X_trainLasso, X_testLasso, y_trainLasso, y_testLasso = train_test_split(
    dfLasso, df['propertyCrime'], test_size=0.4, random_state=0)

y_trainLasso = y_trainLasso.values.reshape(-1,1)
y_testLasso = y_testLasso.values.reshape(-1,1)

## fit the model
fitLasso = lassoRegModel.fit(X_trainLasso, y_trainLasso)



In [29]:
coefLasso = lassoRegModel.coef_
print(coefLasso)

[ 1.29687155e-02  2.57143194e-01  7.88330860e+01  7.60774381e+00
  0.00000000e+00 -2.65824256e+00 -5.86285119e-02  3.68938663e+00
  6.57614715e-02 -6.49795285e+00 -8.33237738e-02]


#### Only Robbery was removed from this feature set as well.

In [30]:
print('R-Squared Lasso Train', lassoRegModel.score(X_trainLasso, y_trainLasso))
print('R-Squared Lasso Test', lassoRegModel.score(X_testLasso, y_testLasso))

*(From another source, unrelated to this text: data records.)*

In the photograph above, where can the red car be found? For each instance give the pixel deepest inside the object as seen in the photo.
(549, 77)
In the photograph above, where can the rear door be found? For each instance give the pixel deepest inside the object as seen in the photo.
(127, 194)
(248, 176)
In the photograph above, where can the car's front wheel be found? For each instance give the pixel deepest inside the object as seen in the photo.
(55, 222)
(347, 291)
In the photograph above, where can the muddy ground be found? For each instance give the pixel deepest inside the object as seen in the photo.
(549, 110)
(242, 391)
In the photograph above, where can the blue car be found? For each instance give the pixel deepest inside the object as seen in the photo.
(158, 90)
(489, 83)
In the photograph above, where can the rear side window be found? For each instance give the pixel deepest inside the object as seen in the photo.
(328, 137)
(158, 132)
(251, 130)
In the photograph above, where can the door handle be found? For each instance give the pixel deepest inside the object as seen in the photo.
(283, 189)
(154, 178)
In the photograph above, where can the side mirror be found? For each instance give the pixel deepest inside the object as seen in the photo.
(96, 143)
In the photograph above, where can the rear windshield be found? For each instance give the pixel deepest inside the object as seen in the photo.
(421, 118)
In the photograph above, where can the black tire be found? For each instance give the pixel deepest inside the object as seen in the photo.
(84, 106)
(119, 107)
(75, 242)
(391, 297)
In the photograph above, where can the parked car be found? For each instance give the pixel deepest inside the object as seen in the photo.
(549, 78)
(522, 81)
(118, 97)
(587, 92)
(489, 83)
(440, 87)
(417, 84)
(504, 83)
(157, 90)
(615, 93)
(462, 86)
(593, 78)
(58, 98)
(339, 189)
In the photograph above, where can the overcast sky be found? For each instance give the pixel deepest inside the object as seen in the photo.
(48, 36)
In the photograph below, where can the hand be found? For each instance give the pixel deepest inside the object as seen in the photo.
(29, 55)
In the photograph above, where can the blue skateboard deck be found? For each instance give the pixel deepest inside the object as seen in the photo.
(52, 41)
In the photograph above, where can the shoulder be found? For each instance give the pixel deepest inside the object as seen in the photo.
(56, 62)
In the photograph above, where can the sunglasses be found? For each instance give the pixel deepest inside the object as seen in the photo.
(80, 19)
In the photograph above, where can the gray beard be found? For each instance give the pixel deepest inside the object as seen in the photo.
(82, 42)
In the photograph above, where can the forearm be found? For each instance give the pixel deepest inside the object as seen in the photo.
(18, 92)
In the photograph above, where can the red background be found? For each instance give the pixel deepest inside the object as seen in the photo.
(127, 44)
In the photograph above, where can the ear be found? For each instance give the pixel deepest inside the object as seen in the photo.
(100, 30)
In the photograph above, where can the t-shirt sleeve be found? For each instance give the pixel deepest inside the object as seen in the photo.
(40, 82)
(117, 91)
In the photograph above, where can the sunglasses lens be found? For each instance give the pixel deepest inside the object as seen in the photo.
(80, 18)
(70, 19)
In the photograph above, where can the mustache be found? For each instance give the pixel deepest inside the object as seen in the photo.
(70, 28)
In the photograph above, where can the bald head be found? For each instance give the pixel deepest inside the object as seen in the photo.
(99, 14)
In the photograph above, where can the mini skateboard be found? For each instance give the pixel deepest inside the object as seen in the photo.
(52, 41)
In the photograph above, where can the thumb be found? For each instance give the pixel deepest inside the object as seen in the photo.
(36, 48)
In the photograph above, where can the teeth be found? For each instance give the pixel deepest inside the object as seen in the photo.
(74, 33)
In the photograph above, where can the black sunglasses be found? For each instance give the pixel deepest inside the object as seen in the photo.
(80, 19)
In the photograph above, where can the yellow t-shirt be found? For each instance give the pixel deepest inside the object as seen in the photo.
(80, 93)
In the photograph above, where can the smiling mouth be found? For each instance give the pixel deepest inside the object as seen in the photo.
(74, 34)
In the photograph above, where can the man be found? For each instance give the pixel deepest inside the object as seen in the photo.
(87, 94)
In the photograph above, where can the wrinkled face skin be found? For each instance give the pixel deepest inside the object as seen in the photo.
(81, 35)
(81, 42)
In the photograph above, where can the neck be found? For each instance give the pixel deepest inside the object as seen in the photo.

R-Squared Lasso Train 0.9997563994313323
R-Squared Lasso Test 0.8834918491034294


#### The R-Squared value is high for the training set, but there is a noticable drop in the test set R-Squared value which would show a clear case of overfitting

## Conclusion

#### The best choice seems to be the Vanilla Logistic Regression with L1 penalty (regularization). This model uses less features than the others. This isn't always ideal, but we know that some of the columns (which are used to create the features) in the original dataset are used to create other columns. This can be seen where Violent Crime is made of Murder, Revised Rape, Legacy Rape, Robbery and Assault. This creates a lot of redundant data for the other Regression models which could make them overly complex and not efficient. Additionally, the two columns that are remaining in the L1 penalty Logistic Regression are Burglary and Theft which are used in the original data to make the Property Crime column. The R-Squared value for both the training and test data sets are nearly ideal which alone may indicate that there is overfitting in the model, but since both have good R-Squared values, the model seems to work well.

#### Some of the limitations of the Regression Models are that the Lasso and Ridge Models only work for continous variables and the Log Model only works for binary data. It would be useful to be able to combine both of these features in one model.